Hiyah,
"Though it's been a while since I read Eco, I can sort of see what Morry is saying. I think, though, that it is less a problem with Eco's style than a symptom of a style of writing. I seem to remember that thinking, for instance, that Foucault's Pendulum was as much a sort of self-referential satire (or maybe inside joke). If you think the characters are crazy for getting sucked in to that vast web of Rosicrucian, Knights-Templar, Masonic conspiracy madness, then what does it say about the print-obsessed bibliomanes out."
Indeed, pretty much my point. Makes me think again of the movie made out of The Name of The Rose, where basically all the characters seemed to be 'in love' with reading and touching books in a sensual way, and in which the story seemed pretty much geared by these concerns. By contrast the book is more about intellectual love with books in a purely monastic 'spiritual' tradition (see St Benoit's rules for monachism). Splendid sections are when Adso collapses in the chapel in the emotional overflow triggered by marvelling at the porch and its sculptures and, as well, when he collapses again in the library looking at books denouncing sexual perversion. These are sections about intellectual sensualism conflicting with or provoking physical sensual emotions. There is also a fantastic section when the trial takes place, with all the denunciation of the name of the Devil. Yet, although all the troubles of calling the Inquisition around are about how this 'spiritual' approach gets lost because of obsession by some monks to materialise it, the book ends up doing things in a very 'cold' way. To be brief, in the book, is Adso having sex or religious experience?
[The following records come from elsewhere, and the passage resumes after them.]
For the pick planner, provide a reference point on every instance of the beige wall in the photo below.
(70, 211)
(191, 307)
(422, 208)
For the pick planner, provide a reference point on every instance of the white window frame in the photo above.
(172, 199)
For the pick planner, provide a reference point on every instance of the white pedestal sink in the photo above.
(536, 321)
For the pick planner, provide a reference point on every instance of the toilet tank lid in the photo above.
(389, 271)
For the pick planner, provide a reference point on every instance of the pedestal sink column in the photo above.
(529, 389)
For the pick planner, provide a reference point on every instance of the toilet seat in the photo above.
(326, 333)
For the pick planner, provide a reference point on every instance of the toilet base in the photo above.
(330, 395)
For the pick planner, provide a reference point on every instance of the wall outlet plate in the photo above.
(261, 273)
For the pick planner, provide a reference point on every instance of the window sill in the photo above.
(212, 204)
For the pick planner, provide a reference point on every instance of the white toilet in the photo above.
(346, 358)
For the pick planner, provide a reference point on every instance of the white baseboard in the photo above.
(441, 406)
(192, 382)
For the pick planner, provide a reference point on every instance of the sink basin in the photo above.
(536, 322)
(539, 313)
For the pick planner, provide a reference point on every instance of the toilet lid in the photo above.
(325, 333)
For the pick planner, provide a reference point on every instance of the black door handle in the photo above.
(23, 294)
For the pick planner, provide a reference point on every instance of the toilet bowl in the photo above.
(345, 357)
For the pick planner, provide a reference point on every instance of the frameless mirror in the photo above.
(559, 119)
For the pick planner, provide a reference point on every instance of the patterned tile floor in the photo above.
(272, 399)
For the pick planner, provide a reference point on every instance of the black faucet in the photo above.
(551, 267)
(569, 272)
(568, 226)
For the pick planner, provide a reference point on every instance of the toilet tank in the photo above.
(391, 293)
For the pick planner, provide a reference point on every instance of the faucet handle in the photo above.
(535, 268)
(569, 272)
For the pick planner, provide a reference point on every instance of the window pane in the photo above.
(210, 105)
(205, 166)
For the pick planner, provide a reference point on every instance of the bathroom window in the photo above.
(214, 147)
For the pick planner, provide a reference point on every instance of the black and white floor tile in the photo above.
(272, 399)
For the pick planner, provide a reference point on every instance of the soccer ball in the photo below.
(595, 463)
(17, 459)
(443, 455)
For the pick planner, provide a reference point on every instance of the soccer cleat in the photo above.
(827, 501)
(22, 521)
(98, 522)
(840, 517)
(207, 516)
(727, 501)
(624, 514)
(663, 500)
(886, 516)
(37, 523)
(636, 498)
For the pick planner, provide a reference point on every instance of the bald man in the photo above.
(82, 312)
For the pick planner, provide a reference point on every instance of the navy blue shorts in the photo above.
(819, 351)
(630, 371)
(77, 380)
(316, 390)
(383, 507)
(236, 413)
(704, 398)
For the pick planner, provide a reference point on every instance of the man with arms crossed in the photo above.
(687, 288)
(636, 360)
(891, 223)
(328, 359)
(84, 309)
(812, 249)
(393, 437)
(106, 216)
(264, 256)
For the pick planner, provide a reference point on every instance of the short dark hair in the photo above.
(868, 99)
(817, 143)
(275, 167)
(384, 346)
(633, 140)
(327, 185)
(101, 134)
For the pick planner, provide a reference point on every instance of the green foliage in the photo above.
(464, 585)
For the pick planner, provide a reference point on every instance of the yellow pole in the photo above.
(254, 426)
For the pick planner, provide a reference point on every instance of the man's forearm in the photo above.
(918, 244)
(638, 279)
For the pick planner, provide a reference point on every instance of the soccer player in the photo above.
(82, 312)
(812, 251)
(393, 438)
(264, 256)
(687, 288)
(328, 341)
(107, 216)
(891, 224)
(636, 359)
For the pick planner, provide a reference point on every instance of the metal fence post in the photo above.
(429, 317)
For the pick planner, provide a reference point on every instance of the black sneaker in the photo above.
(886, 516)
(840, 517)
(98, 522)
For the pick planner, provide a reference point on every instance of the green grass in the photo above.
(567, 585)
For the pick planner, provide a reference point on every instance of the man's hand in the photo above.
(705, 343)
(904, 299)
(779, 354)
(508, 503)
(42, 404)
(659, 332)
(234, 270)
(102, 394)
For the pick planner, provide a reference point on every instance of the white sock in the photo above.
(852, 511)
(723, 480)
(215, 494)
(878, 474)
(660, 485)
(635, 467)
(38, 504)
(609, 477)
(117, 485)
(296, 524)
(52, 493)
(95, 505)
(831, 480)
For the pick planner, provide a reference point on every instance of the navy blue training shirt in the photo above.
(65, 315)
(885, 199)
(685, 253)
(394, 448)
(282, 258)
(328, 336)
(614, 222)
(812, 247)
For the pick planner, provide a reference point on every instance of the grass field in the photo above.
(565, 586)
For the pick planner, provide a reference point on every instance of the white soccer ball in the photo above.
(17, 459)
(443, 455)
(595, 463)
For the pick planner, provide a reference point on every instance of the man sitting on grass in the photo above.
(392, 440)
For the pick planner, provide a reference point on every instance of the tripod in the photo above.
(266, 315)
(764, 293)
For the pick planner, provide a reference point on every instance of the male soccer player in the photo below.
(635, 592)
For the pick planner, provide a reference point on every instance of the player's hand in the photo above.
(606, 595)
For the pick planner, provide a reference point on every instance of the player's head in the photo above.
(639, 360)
Eco does not really write in a way that suggests that there is any relation between these kind of experience. The Devil naming scene is an exception though, surprisingly.
Foucault's Pendulum is of the same kind, example the episode in the Conservatoire des Arts et Metiers where a more or less disincarnate character remains fascinated by the movement of the pendulum... for 60 pages - hard introduction for the reader: you must love science and equations or literary style exercise to go through it. Took me 3 attempts at different times of my life between 15 and 18 to get through it. This makes me think now also to Yourcenar's "Hadrien's Memoirs," although I would say that latter book is much more poor in the emotional way as Eco has ever been in is coldest way ever. It was a 'tough' reading when I did it, and I think it would still be now. MOstly, probably because there might another kind of difference acting as well. I do not have any clear reminsicences of section of the book. 'Bland' book to me - with apologies to those who nominated her at the French Academy.
Yet, perhaps not on this:
"The point being, though, that it becomes a book which is as much about the experience of reading (and therefore the reader) as it is about the characters. In that kind of atmosphere, things like characterization is going to suffer."
There is a fantastic book that makes this a bit less inevitable than it seems: The Perfume, by Patrick Suskind - See the opening section: you will never think about Paris in the same way after reading it, and yet it is a fantastic piece of historical erudition on the Middle Ages.
To come back to Perez Reverte here, see the encounters of Corso and the Baroness in the Library in Paris, with the Ceniza brothers in Toledo and with Vargas in Sintra during the choice of the book to be sacrificed. There are great mixtures of characterisation and erudition not as easy as seems for the readers.